The only new commands here are emit, break and first. The emit command transforms the result into the appropriate output format (UTF-8 encoded text), the break terminates the pipeline. The first command strips the outer EntitiesDescriptor if only a single EntityDescriptor is present in the active document which is consistent with expected behaviour for the MDX protocol.

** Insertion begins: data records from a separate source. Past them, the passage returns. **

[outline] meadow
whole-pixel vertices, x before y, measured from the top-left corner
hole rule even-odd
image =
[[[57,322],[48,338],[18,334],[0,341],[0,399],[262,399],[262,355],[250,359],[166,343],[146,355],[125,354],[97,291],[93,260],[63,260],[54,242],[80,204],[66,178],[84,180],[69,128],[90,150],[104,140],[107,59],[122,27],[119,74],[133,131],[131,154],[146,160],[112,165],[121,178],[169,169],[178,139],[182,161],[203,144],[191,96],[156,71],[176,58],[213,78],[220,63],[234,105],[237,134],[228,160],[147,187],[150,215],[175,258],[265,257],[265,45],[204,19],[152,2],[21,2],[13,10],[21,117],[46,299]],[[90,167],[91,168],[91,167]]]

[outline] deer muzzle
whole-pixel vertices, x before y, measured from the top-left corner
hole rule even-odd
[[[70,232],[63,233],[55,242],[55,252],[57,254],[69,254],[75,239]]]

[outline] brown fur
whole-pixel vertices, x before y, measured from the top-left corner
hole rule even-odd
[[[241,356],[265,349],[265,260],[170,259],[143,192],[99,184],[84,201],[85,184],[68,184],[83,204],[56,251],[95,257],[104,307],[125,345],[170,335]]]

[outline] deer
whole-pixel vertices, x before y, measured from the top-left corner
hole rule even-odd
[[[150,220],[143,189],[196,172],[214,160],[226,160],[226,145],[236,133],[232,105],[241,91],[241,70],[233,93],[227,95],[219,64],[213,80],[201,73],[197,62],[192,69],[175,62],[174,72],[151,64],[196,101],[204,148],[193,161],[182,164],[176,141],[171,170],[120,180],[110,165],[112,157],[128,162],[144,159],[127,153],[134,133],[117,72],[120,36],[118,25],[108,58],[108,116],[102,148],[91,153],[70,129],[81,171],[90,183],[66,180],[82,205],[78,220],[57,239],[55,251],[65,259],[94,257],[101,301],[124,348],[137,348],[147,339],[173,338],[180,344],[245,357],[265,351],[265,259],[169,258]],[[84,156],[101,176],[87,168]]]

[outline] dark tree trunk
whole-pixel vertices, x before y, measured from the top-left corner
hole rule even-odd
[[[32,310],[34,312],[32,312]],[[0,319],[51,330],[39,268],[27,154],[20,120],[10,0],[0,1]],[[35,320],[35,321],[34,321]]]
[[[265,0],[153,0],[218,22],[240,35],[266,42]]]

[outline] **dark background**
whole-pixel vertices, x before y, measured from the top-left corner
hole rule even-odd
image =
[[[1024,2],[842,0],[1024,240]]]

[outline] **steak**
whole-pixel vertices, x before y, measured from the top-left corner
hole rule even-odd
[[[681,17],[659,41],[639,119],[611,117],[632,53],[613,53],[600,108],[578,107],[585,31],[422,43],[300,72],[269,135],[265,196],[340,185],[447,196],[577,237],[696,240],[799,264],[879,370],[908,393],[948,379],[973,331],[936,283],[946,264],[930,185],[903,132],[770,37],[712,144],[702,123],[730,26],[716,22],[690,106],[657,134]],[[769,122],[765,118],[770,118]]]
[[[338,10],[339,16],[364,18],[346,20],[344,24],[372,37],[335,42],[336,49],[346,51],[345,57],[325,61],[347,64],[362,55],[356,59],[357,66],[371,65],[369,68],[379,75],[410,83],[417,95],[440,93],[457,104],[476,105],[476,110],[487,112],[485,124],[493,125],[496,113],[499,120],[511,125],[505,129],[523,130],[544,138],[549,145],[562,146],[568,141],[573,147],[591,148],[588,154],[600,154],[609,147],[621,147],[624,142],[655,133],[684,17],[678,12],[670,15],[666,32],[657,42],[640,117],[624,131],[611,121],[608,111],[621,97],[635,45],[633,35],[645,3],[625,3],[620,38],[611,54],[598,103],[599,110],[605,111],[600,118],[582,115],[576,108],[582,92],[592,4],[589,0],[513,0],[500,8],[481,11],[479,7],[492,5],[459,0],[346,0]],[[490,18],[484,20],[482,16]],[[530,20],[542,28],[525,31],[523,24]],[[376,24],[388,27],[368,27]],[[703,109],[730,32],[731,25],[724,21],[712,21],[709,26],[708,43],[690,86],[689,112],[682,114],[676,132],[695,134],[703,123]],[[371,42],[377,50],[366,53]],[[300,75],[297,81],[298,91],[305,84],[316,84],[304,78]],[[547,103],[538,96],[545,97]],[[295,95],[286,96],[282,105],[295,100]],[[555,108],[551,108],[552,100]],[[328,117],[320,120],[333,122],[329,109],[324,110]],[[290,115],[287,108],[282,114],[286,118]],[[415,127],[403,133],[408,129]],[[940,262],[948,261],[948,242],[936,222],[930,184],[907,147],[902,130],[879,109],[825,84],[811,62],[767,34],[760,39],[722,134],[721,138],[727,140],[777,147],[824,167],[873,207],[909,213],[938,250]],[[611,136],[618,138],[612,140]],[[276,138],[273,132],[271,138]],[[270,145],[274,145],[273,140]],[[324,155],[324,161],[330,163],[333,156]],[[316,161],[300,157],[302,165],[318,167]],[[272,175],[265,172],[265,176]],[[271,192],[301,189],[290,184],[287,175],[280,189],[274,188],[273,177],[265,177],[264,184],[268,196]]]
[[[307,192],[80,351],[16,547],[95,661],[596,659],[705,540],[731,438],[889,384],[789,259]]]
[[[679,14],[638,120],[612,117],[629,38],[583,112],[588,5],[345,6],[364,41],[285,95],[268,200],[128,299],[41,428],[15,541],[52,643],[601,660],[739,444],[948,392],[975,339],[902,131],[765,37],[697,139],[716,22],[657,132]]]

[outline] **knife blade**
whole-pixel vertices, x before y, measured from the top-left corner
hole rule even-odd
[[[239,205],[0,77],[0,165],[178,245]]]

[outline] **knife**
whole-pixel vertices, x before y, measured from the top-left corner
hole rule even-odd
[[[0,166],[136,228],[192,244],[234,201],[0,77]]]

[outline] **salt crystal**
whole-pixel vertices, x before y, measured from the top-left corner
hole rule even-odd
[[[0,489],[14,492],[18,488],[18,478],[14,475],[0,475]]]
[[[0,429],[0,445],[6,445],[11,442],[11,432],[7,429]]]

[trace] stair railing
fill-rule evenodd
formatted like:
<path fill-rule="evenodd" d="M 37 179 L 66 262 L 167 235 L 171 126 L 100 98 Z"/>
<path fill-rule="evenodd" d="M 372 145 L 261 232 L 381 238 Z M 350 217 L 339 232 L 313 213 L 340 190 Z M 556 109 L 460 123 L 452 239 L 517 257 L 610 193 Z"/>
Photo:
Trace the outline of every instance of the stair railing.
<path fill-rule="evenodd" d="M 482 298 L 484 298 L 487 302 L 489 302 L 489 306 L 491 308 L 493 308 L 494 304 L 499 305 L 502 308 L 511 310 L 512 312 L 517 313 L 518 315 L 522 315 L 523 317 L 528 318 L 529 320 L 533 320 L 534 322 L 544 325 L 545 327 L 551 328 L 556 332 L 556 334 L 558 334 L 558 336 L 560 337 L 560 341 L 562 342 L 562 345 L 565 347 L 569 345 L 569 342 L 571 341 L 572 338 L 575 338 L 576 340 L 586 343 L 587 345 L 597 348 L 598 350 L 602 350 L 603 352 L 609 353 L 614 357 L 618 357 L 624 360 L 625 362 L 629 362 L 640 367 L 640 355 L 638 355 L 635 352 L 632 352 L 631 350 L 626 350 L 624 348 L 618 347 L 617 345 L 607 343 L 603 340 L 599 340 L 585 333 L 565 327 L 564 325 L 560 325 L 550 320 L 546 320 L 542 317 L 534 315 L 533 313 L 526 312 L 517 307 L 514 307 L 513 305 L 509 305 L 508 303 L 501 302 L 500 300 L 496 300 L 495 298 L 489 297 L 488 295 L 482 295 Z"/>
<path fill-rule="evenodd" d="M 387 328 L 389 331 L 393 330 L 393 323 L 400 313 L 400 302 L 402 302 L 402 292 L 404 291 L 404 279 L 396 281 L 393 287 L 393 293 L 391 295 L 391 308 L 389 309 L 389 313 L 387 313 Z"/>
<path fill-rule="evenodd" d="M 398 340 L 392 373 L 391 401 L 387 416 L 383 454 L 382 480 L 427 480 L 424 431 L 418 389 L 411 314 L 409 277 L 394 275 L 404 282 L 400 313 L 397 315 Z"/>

The behaviour of the select command in the request pipeline is a bit different: the select operates on a query fed to the request pipeline from the HTTP server that runs the command. This is called implicit select.
Now start pyffd:
# pyffd -f --loglevel=DEBUG -p /var/run/pyffd.pid mdx.fd
This should start pyffd in the foreground. If you remove the -f
pyFF should daemonize. For running pyFF in production I suggest something like this:
# pyffd --loglevel=INFO --log=syslog:auth --frequency=300 -p /var/run/pyffd.pid --dir=`pwd` -H<ip> -P80 mdx.fd
This starts pyff on the interface <ip>:80 and uses the current directory as the working directory. If you leave out --dir then pyffd will change directory to $HOME of the current user which is probably not what you want. In this case logging is done through syslog (the auth facility) and with log level INFO. The refresh-rate is set to 300 seconds so at minimum your downstream feeds will be refreshed that often.